Потребность в безопасности? Чувство уверенности? Избавление от страха и неудач? Прыг, скок, устав играть во дворе, они всей стаей – нет, гурьбой, какое хорошее и забытое слово! – гурьбой шли в ближайшую, чью угодно квартиру, не было дома, где бы их не накормили, не было взрослого, который не прикрикнул бы на них, вздумай они расшалиться сильней, чем позволял кодекс строителей коммунизма и законы советского общежития. Двери в квартиры ни у кого не запирались – Наташк, ты дома? Соли не одолжишь? Тетя Катя, мама испекла пирог и просила вас угостить. Ах ты, сука! Загуляла, да? Вот я тебе кишки-то на голову сейчас намотаю… Ой, люди добрые, помогите, опять Вовка Ленку бьет! Участкового, участкового зовите! Не надо, не надо, товарищ лейтенант, я сама виновата, сама виновата, клянусь.

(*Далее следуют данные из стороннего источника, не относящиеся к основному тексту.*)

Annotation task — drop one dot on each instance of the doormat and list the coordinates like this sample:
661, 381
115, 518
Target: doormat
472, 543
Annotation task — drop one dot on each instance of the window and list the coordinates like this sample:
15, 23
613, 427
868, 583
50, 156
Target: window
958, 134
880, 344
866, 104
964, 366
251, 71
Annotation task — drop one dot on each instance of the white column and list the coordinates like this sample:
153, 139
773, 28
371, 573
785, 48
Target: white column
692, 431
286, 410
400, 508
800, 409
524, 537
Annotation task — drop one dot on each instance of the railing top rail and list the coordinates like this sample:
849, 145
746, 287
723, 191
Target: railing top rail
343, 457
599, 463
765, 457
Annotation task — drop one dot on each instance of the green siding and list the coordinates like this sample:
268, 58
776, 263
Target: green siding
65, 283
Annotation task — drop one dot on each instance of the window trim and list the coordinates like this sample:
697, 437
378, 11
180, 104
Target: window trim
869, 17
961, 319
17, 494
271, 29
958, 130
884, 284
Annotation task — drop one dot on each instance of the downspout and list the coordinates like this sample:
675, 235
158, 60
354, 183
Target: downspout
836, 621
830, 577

Товарищ лейтенант уходил, грозно козырнув, перед ним расступались уважительно. Он был сила и справедливость. Карташов-то, младший, ну придурок и есть, стащил из красного уголка печатную машинку, да хер же его разберет зачем – сказал, писателем хочет стать. И что?! Не посадили! Участковый только пинка ему дал – и все. Дядя Степа, ну. Человек! Милиционер. Антошке говорили – если заблудишься, испугаешься – ищи человека в форме, военного или милиционера. Он обязательно поможет. Антошка верила – искала глазами серый китель, родимую защитную гимнастерочку, звездочки на погонах, вкусно пахнущие ремни. Только посмотришь – уже не страшно. Там мальчишки. Ты проводи, пожалуйста, меня.
В двухтысячные она, уже Анна Николаевна Поспелова, шарахалась от любого человека в форме на противоположную сторону улицы, подальше от артобстрела. С бандитами – она знала из девяностых – еще можно было договориться, от гопников – убежать, но менты – это была безнадега, живыми от них не вырывался никто, и в полицейском обличье они стали еще чудовищнее, словно маньяк, пытающийся завязать приятный разговор со случайной попутчицей в электричке. Да, знаете, у меня у самого дача в Солнечногорске, что ж вы одна так поздно? Стук-перестук, вагон все пустеет с каждой остановкой, окно наливается чернотой, разговор не клеится, разваливается на части, она все натягивает платьице на коленки, а он улыбается, улыбается, забыв, что уже улыбнулся в прошлый раз, так что она ничего уже не видит, кроме этого чудовищного оскала, нечеловеческого, потому что нет ничего человеческого во власти, которая основана на безнаказанности одних и обреченном ужасе других.
И выковыривал ножом из-под ногтей я кровь чужую.